A California local had “Sow Good Seeds” by Rizorkestra stuck in his head. It’s the lead-in to his 2007 disc American Guitar. (In fact, you can read about the entire album elsewhere on Examiner.) Don’t forget, guys and dolls, if ever your name is “lost” by all means send a message and you will get mentioned next time!
Dorine Houston had the classic cut “Under the Boardwalk” crammed in her cranium. This one goes back to 1964. It was written by Arthur Resnick and Kenny Young. The Drifters first recorded it in 1964. If you pay attention you will hear the reference to their previous hit “Up on the Roof”.

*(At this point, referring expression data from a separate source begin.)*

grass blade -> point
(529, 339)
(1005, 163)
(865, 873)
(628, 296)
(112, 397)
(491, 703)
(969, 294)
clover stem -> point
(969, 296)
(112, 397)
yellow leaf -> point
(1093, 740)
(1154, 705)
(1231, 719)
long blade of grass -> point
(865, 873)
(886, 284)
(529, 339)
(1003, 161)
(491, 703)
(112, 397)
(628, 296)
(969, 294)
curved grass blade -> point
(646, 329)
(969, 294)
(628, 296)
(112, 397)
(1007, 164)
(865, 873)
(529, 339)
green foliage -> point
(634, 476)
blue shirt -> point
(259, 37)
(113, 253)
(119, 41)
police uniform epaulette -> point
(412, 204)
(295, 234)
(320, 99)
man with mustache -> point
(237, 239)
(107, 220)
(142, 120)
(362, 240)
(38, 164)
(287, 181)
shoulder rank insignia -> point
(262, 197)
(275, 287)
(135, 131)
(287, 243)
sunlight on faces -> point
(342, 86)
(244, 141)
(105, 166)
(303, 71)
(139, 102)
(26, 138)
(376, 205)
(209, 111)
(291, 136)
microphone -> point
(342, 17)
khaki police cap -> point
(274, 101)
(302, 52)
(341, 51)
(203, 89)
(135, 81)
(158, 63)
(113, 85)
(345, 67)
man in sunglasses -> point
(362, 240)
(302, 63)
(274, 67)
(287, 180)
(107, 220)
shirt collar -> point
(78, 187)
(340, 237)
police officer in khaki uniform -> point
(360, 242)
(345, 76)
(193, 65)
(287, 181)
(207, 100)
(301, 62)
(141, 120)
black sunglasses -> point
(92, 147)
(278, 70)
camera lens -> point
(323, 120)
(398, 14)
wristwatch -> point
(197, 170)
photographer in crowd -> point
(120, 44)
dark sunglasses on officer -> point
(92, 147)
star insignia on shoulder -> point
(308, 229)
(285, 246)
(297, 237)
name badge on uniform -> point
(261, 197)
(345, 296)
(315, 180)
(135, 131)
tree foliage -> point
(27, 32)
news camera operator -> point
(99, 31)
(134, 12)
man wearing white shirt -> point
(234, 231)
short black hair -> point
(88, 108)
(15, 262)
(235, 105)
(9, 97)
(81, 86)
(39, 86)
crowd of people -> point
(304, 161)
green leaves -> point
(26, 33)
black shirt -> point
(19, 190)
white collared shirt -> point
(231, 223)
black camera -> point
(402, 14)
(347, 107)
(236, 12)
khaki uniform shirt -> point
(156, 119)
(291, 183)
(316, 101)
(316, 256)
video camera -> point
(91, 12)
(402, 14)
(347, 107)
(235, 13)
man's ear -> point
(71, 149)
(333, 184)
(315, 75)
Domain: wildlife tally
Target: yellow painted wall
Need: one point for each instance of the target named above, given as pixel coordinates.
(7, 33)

Another “accidentally anonymous” contributor submitted the earworm ”Amish Paradise” by Weird Al Yankovich and blamed it on your PA-raised writer re-publishing pieces on the Amish. This parody of Coolio’s “Gangsta’s Paradise”—which rips off Stevie Wonder’s “Pastime Paradise”—was released in 1996.
There you have it, oh ye of lots of faith, the most recent oft’times obnoxious “earworms” from different decades, genres and mediums. The way submissions are still slowly trickling in the series will make it past 40 editions. Wow! You keep sending ‘em and we’ll keep publishing ‘em!
My name is Phoenix and . . . that's the bottom line.